A reduction in credit value is a big hit because nearly all below-market rental properties use the program, which pays for about 20 percent to 70 percent of development costs, said Peter Lawrence, a director at Novogradac & Co., a national accounting and consulting firm.

To make up the difference, developers must scale back their projects, find savings elsewhere or ask for more funds from other government sources, likely reducing the number of units the new local investments can create.

In all, Novogradac estimates 235,000 fewer affordable homes will be built nationwide over the next 10 years because of the new tax law. Matt Schwartz of the California Housing Partnership pegged the loss for California at as many as 75,000 units.

“There is no way you are going to get any serious dent in the affordable rental housing challenges in the state without the low-income housing tax credit,” Lawrence said.

For many affordable housing developers, budget shortfalls started right after the 2016 election.

That’s when investors started paying less. They assumed soon-to-be-President Trump would sign into law corporate tax cuts approved by a Republican Congress.

Mark Stivers, executive director of the California Tax Credit Allocation Committee, said the average price for a tax credit in 2017 dropped 11 percent from a year earlier.

Compared with 2016, nearly 11,000 fewer low-income units were financed through the federal credit last year, according to a California Housing Partnership analysis of state data.

Experts such as Stivers predict values will drop again this year because, for much of 2017, investors expected a 25 percent corporate tax rate, rather than the 21 percent level that became law.

“California and L.A. have come together to say we want to do something about this,” said Alan Greenlee, executive director of the Southern California Association of Non-Profit Housing. “Just as that happens, the federal government comes and pulls the rug out from under us.”

The tax credit program has typically enjoyed bipartisan support. Two senators, Maria Cantwell, D-Wash., and Orrin Hatch, R-Utah, introduced a bill in March 2017 that would expand the federal program, with the hope of boosting housing production beyond any deficit created from tax cuts.

Cantwell, in an interview, acknowledged it’s been an “uphill battle” to get the bill passed so far. In part that’s because it’s a challenge to convince more of her colleagues that housing affordability is a national crisis “we can do something about.”

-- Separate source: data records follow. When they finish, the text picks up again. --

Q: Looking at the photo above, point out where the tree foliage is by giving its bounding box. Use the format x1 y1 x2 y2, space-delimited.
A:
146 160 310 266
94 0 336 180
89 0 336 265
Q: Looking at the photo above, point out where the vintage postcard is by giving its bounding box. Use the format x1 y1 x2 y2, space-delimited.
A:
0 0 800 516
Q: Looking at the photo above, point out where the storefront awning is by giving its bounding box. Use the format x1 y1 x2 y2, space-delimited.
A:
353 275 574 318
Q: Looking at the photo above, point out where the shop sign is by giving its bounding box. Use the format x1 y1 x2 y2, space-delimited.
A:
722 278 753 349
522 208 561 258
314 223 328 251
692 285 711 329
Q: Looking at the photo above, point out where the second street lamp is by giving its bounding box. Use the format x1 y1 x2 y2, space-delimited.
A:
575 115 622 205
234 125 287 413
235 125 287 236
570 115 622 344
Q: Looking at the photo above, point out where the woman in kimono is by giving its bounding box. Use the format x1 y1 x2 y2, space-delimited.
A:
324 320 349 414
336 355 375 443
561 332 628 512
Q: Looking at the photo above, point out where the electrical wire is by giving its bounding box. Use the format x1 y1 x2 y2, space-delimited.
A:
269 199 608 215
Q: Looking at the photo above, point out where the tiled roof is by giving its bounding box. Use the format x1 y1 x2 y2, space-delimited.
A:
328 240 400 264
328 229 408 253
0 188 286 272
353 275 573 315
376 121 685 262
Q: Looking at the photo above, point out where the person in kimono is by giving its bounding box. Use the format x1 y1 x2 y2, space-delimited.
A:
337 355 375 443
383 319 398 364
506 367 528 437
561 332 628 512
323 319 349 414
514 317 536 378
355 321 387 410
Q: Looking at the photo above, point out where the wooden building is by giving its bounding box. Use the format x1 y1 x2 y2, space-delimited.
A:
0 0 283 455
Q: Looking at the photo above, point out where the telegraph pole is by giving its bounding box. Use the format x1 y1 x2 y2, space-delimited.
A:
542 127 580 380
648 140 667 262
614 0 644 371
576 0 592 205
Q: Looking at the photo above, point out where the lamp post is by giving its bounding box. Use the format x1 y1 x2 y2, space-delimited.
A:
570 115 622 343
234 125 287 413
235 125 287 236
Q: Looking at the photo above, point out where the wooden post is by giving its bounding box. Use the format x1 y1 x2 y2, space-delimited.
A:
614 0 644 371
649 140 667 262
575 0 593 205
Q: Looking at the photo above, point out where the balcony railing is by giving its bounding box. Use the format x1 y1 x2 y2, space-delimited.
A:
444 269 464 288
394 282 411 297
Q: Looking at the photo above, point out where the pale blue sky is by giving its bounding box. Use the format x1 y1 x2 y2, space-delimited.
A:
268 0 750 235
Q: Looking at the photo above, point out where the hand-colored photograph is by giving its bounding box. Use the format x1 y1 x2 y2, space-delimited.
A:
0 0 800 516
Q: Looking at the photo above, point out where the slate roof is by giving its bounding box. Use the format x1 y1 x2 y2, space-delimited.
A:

“We have to step up,” she said.

Cantwell’s office said she and Hatch were working to attach the expansion to any bill moving through the Senate.

Lawrence, of the affordable housing consulting group, said it is “quite possible” that such a bill would be a government-funding bill Congress must pass before March 23 to avoid another shutdown.

In the meantime, Roope of Pacific Cos. and his development partner AMG and Associates are trying to figure out where they can find the funds to fill a $15-million budget gap for their senior and family developments along First Street.

“There are no guarantees we can move forward,” Roope said. “We are working our tail off to try and make sure these projects are feasible, and we are going to need all the help we can get.”